Is the speaker already asleep at the beginning of the poem? How does he know what he's going to dream if he hasn't started dreaming yet? What time is it? Dreams are fuzzy creatures, and the poem captures the vague and disorderly progress of the speaker's thoughts from one subject to another. Images of falling and dropping things are especially notable. The most direct explanation for these images is that the speaker has been worried about not dropping apples all day.

  • Line 9: The speaker's strange view of the world, even since that morning, is compared metaphorically to sleep or to some other physical object that is caught in his eye.
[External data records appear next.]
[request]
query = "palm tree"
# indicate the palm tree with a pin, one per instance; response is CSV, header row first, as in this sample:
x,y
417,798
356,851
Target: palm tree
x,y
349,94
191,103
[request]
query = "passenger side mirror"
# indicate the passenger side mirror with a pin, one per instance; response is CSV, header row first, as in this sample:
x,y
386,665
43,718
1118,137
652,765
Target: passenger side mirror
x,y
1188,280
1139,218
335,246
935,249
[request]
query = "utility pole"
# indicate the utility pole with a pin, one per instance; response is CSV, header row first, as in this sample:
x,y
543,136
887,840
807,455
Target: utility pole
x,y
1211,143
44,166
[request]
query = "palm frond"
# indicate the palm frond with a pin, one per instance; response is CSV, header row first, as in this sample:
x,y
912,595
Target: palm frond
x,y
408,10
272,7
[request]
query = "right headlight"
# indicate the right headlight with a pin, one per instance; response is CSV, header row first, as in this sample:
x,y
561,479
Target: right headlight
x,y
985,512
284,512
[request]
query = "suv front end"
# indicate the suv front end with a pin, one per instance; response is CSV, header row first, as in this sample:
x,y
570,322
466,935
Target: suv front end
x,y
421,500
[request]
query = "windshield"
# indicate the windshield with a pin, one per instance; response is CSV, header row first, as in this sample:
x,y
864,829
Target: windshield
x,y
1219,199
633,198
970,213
But he cannot "rub" out the strangeness in the way that you can rub out sleep in the morning.
  • Line 10: The sheet of ice that froze over the water is described metaphorically as a "pane of glass," because the speaker can look through it. Also, a "glass" is an old-fashioned word for "mirror."
  • Line 15: The speaker confuses the time of the memory with the real time of his falling asleep. At the point in the memory at which the ice falls, he was already starting to drift to sleep.
  • Line 37: The word "trouble" is very ambiguous here. It has connotations of bad and disturbing dreams, even though we don't know what's so scary about some falling apples.
  • Lines 40-41: Frost personifies the woodchuck as if it were a person who could read the poem and say, "Yup, sounds like you're headed for hibernation, my friend!" or, "Nope, you're still just a human being. Sorry!"